Duck-billed dino survived by growing to adulthood much faster than its predators
Washington, August 6 : A new research on the bones of the duck-billed hardosaur has suggested that it grew to adulthood much faster than its predators, giving it superiority in size.
With long limbs and a soft body, the plant-eating dinosaur had few defenses against predators such as tyrannosaurs.
But the new research has determined that the hardosaur grew three to five times faster than any potential predators that lived alongside it.
Scientists compared growth rate data from the hadrosaur, Hypacrosaurus, to three predators: the tyrannosaurs Albertosaurus and its gigantic relative Tyrannosaurus rex, as well as the small Velociraptor-like Troodon.
The research suggests that it took 10 to 12 years for Hypacrosaurus to become fully grown.
"Tyrannosaurs, however, reached adulthood after 20 to 30 years," said Drew Lee, a postdoctoral fellow in Ohio University's College of Osteopathic Medicine who co-authored the paper with Lisa Noelle Cooper, a doctoral student at Kent State University.
"Our duck-billed dinosaur grew three to five times faster than any potential predators that lived alongside it," said Lee. "By the time the duck-billed dinosaur was fully grown, the tyrannosaurs were only half grown - it was a huge size difference," he added.
Hypacrosaurus also reached sexual maturity early, at only two or three years of age, according to Cooper.
"That's another added bonus when facing predators - if you can keep reproducing, you're set," she said. "It's the stuff of evolution," she added.

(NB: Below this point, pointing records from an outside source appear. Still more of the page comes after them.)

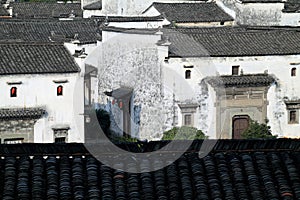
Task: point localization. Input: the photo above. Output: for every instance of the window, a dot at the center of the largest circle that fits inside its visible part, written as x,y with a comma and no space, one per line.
293,72
188,74
188,120
235,70
60,140
60,135
59,90
13,141
13,92
293,117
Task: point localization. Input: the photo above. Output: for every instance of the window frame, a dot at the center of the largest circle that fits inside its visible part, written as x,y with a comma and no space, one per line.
190,119
293,72
62,90
296,116
235,69
188,74
15,94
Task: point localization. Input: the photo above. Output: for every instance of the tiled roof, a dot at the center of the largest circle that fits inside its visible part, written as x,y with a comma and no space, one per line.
94,6
261,1
246,80
49,30
128,18
247,174
291,6
45,9
233,41
3,11
27,58
21,113
192,12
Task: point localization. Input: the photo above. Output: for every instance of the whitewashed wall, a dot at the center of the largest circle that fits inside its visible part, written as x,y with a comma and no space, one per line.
279,66
40,91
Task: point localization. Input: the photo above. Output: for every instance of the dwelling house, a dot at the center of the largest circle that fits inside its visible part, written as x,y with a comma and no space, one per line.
263,12
237,73
190,14
42,95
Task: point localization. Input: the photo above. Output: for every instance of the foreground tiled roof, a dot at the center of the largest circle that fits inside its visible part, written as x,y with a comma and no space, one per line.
28,58
45,9
233,172
94,6
3,11
85,31
192,12
261,1
233,41
21,113
246,80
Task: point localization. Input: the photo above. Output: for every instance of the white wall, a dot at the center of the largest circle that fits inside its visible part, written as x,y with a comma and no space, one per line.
40,91
279,66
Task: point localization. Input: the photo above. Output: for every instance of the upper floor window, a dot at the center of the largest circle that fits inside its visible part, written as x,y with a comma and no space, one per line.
13,141
235,70
293,71
13,92
293,117
59,90
188,74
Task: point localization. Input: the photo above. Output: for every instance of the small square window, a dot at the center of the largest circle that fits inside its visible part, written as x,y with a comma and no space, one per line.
13,141
13,92
293,72
293,117
188,74
60,140
59,90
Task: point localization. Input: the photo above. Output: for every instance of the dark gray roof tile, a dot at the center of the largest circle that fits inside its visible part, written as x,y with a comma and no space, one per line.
51,171
261,1
94,6
49,30
291,6
21,113
192,12
28,58
45,9
233,41
246,80
128,18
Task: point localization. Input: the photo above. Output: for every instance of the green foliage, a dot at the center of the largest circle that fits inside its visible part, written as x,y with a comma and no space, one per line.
257,130
104,121
183,133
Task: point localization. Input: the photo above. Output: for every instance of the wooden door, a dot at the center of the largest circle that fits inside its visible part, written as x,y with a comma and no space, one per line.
239,125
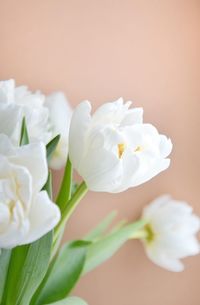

Working with scientists Jack Horner and Mark Taper, Cooper looked at thin sections of the long leg bones of a specimen of Hypacrosaurus and counted and measured the growth rings, which each represent one year of life.
"We were shocked at how fast they grew. If you look at a cross section of the bone of a nestling or even from within the egg, there are huge spaces in which blood supply was going through the bone, which means they were growing like crazy," she said.
According to Lee, Hypacrosaurus was one of three common prey for the meat-eating tyrannosaurs, but was the most vulnerable.
He described the animal, which lived 67 million to 80 million years ago, as the "Thomson's gazelle of the Late Cretaceous."
The other two had horns or had stout, tank-like bodies that would have provided some physical protection from their enemies.
But even those creatures show faster growth rates than the predators, with the hadrosaur boasting the quickest growth spurt.